Bundesliga-Journal: Am 8. Jänner hat für Sie das Unterfangen SKN St. Pölten begonnen. Wie ist Ihr erster Eindruck von der Mannschaft?
Philipp Semlic: Ein sehr guter. Es war für uns kein Kaltstart. Ich habe die Zeit ab meiner Vertragsunterschrift bis hin zum Trainingsstart genutzt, um mich mit allen Spielern einmal persönlich zu treffen. Mir war dies wichtig, damit nicht nur ich die Spieler besser kennenlerne, sondern auch sie mich kennenlernen und ein Gefühl dafür entwickeln, was mir wichtig ist und welche Vorstellungen ich habe. In jedem einzelnen Gespräch habe ich gemerkt, dass die Spieler eine große Vorfreude auf das haben, was kommen wird.
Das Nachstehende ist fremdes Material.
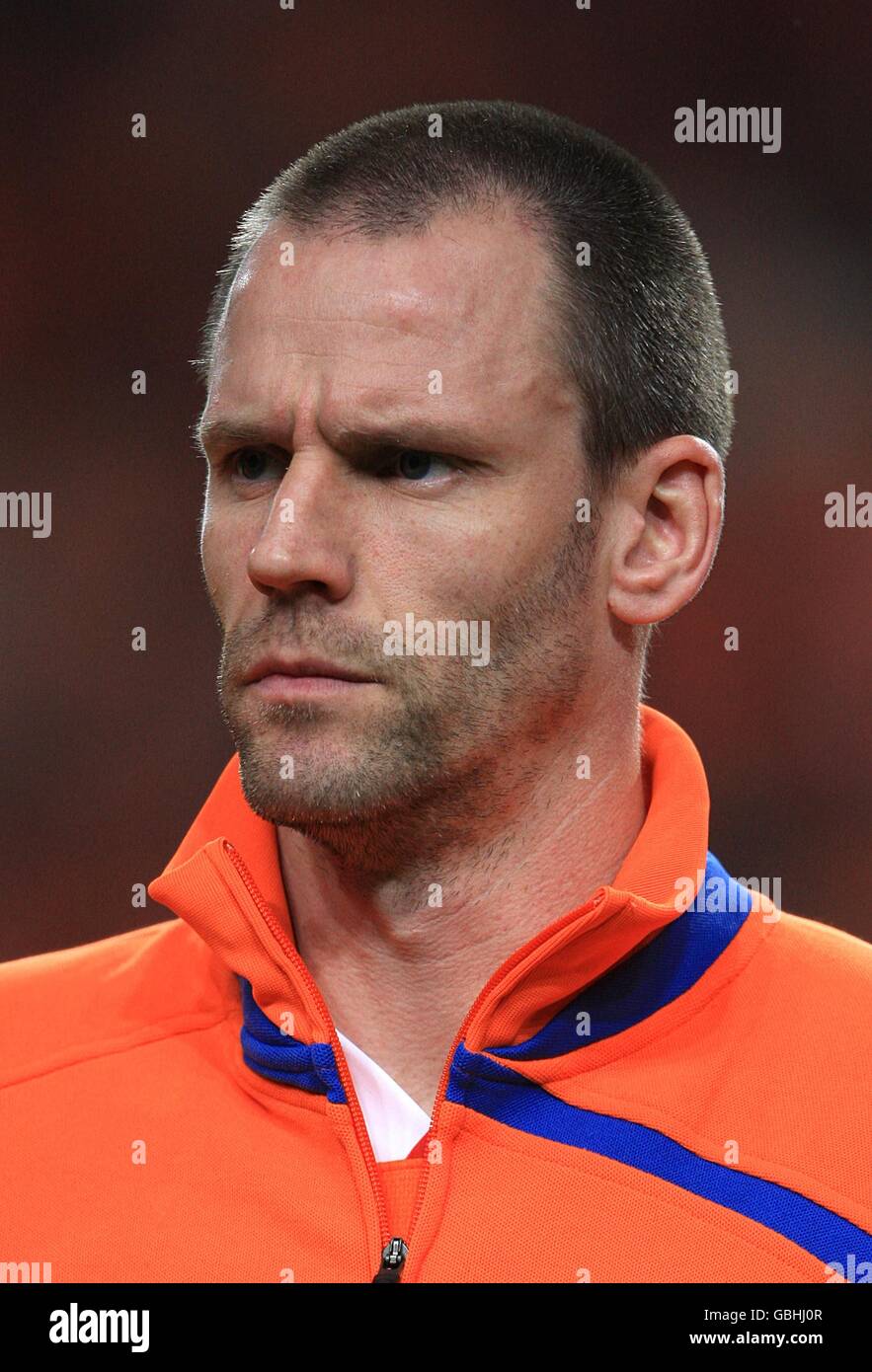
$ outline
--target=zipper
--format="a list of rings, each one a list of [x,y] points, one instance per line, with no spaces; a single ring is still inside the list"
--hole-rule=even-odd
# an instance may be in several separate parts
[[[385,1200],[385,1188],[382,1185],[382,1177],[380,1177],[380,1173],[379,1173],[379,1165],[375,1161],[375,1152],[372,1151],[372,1143],[369,1140],[369,1133],[367,1131],[367,1122],[364,1120],[363,1110],[360,1109],[360,1102],[357,1099],[357,1092],[354,1089],[354,1083],[352,1080],[352,1073],[349,1070],[349,1066],[347,1066],[347,1062],[346,1062],[346,1058],[345,1058],[345,1052],[343,1052],[342,1044],[339,1043],[339,1036],[336,1034],[336,1026],[334,1025],[332,1015],[330,1014],[330,1010],[327,1008],[327,1002],[324,1000],[324,997],[323,997],[323,995],[321,995],[321,992],[319,989],[319,985],[314,981],[314,977],[312,975],[312,973],[306,967],[305,962],[302,960],[302,958],[299,956],[299,954],[297,952],[297,949],[294,948],[294,945],[290,943],[287,934],[284,933],[284,929],[282,927],[282,925],[279,923],[279,921],[275,918],[272,910],[269,908],[269,906],[266,904],[266,901],[261,896],[260,890],[257,889],[257,886],[254,884],[254,878],[251,877],[251,873],[246,867],[244,862],[242,860],[242,856],[239,855],[239,851],[233,847],[233,844],[229,841],[229,838],[224,840],[224,848],[225,848],[225,851],[227,851],[231,862],[233,863],[233,867],[239,873],[239,875],[240,875],[240,878],[242,878],[242,881],[243,881],[243,884],[246,886],[246,890],[249,892],[249,895],[251,896],[251,900],[257,906],[258,914],[264,919],[264,923],[266,925],[266,927],[269,929],[269,932],[273,934],[276,943],[279,944],[279,947],[284,952],[284,955],[288,959],[288,962],[294,966],[294,969],[302,977],[306,988],[309,989],[309,992],[312,995],[312,999],[314,1000],[319,1011],[321,1013],[321,1015],[324,1018],[324,1022],[327,1025],[330,1025],[330,1043],[331,1043],[331,1047],[334,1050],[334,1058],[336,1061],[336,1067],[338,1067],[338,1072],[339,1072],[339,1080],[342,1081],[342,1087],[345,1089],[345,1096],[346,1096],[346,1100],[349,1103],[349,1109],[352,1111],[352,1124],[354,1125],[354,1133],[357,1136],[357,1142],[360,1144],[361,1152],[364,1155],[364,1161],[367,1163],[367,1172],[369,1173],[369,1181],[372,1184],[372,1191],[374,1191],[374,1195],[375,1195],[376,1210],[378,1210],[378,1216],[379,1216],[380,1238],[382,1238],[382,1243],[383,1243],[383,1247],[382,1247],[382,1265],[380,1265],[379,1270],[376,1272],[376,1275],[372,1277],[372,1283],[379,1283],[379,1281],[400,1281],[401,1280],[401,1272],[402,1272],[402,1268],[405,1265],[409,1249],[408,1249],[408,1244],[406,1244],[405,1239],[398,1238],[395,1235],[394,1236],[390,1235],[390,1231],[389,1231],[389,1227],[387,1227],[387,1203]],[[571,916],[567,915],[566,921],[569,922],[570,918],[571,918],[571,921],[575,922],[582,912],[584,914],[592,912],[600,904],[600,901],[603,899],[606,899],[606,897],[607,897],[607,889],[604,886],[600,886],[593,893],[593,896],[590,897],[590,900],[588,900],[581,910],[573,911]],[[437,1088],[435,1100],[433,1103],[433,1114],[430,1117],[430,1128],[427,1129],[427,1133],[424,1135],[424,1139],[423,1139],[424,1154],[427,1152],[428,1143],[431,1143],[435,1139],[437,1122],[438,1122],[438,1117],[439,1117],[439,1114],[442,1111],[442,1106],[445,1103],[445,1092],[448,1091],[448,1078],[450,1076],[450,1069],[452,1069],[452,1063],[455,1061],[455,1054],[457,1052],[457,1048],[460,1047],[460,1044],[463,1043],[464,1037],[467,1036],[467,1033],[470,1030],[470,1026],[471,1026],[472,1021],[475,1019],[475,1015],[481,1010],[481,1007],[485,1003],[485,1000],[490,996],[490,993],[500,984],[500,981],[503,981],[508,975],[508,973],[515,966],[518,966],[519,962],[526,960],[530,956],[530,954],[534,952],[542,943],[545,943],[548,938],[552,938],[556,932],[558,930],[555,930],[553,926],[547,926],[545,929],[540,930],[540,933],[536,934],[534,938],[531,938],[529,943],[526,943],[520,948],[518,948],[507,959],[507,962],[501,963],[497,967],[497,970],[485,982],[485,985],[479,991],[478,996],[475,997],[475,1000],[470,1006],[470,1008],[468,1008],[468,1011],[467,1011],[467,1014],[466,1014],[466,1017],[463,1019],[463,1024],[460,1025],[460,1029],[455,1034],[455,1041],[452,1043],[452,1047],[449,1050],[448,1058],[445,1059],[445,1063],[442,1066],[442,1076],[439,1077],[439,1085]],[[420,1174],[419,1181],[417,1181],[417,1190],[415,1192],[415,1202],[413,1202],[413,1206],[412,1206],[412,1216],[411,1216],[411,1220],[409,1220],[409,1229],[408,1229],[409,1238],[415,1232],[415,1225],[417,1224],[417,1217],[420,1214],[420,1210],[422,1210],[422,1206],[423,1206],[423,1202],[424,1202],[424,1194],[427,1191],[428,1177],[430,1177],[430,1170],[428,1170],[427,1159],[424,1157],[424,1166],[422,1169],[422,1174]]]
[[[391,1239],[390,1243],[385,1244],[385,1251],[382,1253],[382,1266],[372,1279],[372,1284],[376,1281],[398,1281],[400,1269],[406,1259],[408,1247],[402,1239]]]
Alle haben mir einen sehr positiven Eindruck vermittelt.
Hat Sie irgendwas überrascht?
Überrascht hat mich nicht wirklich etwas, aber die Professionalität gepaart mit der menschlichen und bodenständigen Komponente aller Beteiligten - vom Präsidenten bis hin zum Zeugwart - empfinde ich, gemessen an der Größe des Klubs, schon als etwas Besonderes und passt sehr gut zu mir. In der Mannschaft hatten wir innerhalb sehr kurzer Zeit eine richtig gute Stimmung. Jetzt ist es nur wichtig, diesen guten Spirit im Team auf dem Platz erfolgreich umzusetzen.
Was hat am Ende für das Engagement beim SKN gesprochen?
Ich bin ein sehr ehrgeiziger Mensch, mir ist aber auch der Umgang miteinander sehr wichtig. Die professionellen Strukturen und die Ziele des Vereins waren das eine, das mir bei der Vertragsunterschrift wichtig war. Das andere waren die sehr wertschätzenden Gespräche mit Jan Schlaudraff, Tino Wawra und Thomas Nentwich, die mich von ihrer Idee überzeugt haben.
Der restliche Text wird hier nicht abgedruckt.